Tuesday, January 20, 2009

The time has come...to choose our better history

I want to write more about the recent move to Oakland. But I wanted to jot down how incredibly excited I am about today's inauguration. 

I caught the speech at Berkeley's Sproul Hall on a jumbotron. Seeing it in a place that means so much to the development of my own political and personal identity, as well as a place with a storied history of change, activism, and service, was pretty great.

Obama's speech was really good, like, really really good. That man can fucking write. One of my favorite moments was the line about choosing our better history. It seems to me alot of the time that our country has two histories. On the one hand, we are a country of constant change, of the redemption of hope, of the validation of ambition. On the other hand, we are a nation with a sometimes shameful history of slavery, systematized discrimination, and increasing inequality. The latter history tempts me to become a cynic, and in the past 4 years I have many times succumbed to cynicism. But Obama's call is the one that brings out the best in all of us, to choose the first history. It's an eye-opening moment for me to experience a sense of sincerity about politics, about service, and about the American promise. It's an unprecedented emotion for me to get teary when I hear the star spangled banner. But it's also one of the best feelings ever. I've always loved this country, but there is a depth to my feelings that I have never allowed before, one that has finally pushed cynicism aside and makes me eager to move forward by choosing our better history.

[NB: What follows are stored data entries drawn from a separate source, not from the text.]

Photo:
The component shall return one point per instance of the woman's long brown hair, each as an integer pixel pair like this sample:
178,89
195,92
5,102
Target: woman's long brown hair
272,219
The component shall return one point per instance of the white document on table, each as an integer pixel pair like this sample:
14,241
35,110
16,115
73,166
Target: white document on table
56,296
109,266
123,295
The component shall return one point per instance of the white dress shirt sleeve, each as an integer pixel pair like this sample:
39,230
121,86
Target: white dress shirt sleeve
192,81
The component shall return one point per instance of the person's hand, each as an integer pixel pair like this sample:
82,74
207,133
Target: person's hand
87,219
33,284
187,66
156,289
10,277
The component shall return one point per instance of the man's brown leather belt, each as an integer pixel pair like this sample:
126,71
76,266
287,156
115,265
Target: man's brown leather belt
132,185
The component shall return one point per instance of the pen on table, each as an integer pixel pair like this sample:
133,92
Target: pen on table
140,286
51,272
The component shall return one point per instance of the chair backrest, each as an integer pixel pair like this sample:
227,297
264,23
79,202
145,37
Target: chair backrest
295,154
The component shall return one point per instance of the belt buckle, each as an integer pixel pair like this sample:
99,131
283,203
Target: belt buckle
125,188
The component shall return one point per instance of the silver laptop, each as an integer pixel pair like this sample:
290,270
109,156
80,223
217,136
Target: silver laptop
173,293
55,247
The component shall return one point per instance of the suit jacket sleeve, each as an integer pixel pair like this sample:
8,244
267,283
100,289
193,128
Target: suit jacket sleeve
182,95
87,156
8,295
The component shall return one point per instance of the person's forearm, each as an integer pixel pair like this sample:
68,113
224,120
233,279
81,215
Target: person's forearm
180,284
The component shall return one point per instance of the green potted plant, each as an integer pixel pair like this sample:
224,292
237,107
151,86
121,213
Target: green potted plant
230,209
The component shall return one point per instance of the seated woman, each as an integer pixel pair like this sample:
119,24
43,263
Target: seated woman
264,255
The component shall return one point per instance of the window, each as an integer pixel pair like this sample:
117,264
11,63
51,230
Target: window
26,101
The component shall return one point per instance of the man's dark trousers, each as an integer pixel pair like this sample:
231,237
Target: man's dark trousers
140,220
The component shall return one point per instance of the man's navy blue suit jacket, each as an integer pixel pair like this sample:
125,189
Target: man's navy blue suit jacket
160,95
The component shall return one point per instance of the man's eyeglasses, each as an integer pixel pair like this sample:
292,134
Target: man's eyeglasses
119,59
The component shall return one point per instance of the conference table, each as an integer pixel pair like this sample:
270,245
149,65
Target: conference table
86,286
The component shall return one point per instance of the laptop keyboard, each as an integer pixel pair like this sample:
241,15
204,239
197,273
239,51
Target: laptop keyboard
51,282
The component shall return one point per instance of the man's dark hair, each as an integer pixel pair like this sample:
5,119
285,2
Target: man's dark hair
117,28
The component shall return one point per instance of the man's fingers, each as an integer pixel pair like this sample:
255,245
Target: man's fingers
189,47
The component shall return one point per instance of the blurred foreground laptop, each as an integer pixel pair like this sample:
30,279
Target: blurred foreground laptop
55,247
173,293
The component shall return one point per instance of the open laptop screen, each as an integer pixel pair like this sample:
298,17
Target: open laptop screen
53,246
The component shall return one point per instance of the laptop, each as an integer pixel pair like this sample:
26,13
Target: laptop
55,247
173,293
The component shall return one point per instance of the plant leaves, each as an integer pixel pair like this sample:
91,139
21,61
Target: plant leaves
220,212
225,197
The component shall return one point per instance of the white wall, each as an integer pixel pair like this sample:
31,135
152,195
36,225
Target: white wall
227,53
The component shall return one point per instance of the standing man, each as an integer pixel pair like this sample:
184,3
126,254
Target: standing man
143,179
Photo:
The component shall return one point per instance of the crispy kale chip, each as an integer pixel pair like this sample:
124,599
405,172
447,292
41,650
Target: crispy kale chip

The other line that really moved me, and that ties into the better history, is the mention of Obama's dad not being able to eat at some restaurants only 60 years ago. This inauguration is a profound thing for me to witness as a Hispanic. When I was younger, my dad would get a promotion every few years at his job with LA County Public Works. Every time I'd ask him "so are you gonna be director, be in charge?" He'd reply "no," and if I asked him enough about why he never would make it to the top, he'd admit, "they wouldn't hire a Colombian immigrant as director." This was a shattering sentiment. As a 5 or 8 or 12 year old, I thought my dad was the smartest man who could do anything he wanted. Yet he freely admitted that there was a limit to his own achievement. For minorites this country has always been a place of vast opportunity, but that opportunity always had a cieling, a limit. There was a line drawn in the sand and we couldn't cross it. To see that line increasingly diminished, and at such a significant level as the highest office in the country, is astounding and still brings me to tears. Our country proved my dad wrong. Our country proved my own thoughts wrong. I still think it's a silly thought to entertain a hope for a political career in my lifetime; I think it's wishful thinking, egostistical, etc etc. BUT, part of my thinking was always tied in to my ethnicity. I never thought, oh maybe one day I could be a senator or a governor, because I was a brown kid in a white world. For someone about to start a legal education and ultimately a career that *might* include public service, this is very very very very significant and endlessly inspirational.

Yes, he has substance. It helps that I agree with almost all of his policies. But I thought I would take a minute to address the immense symbolic significance of this for me.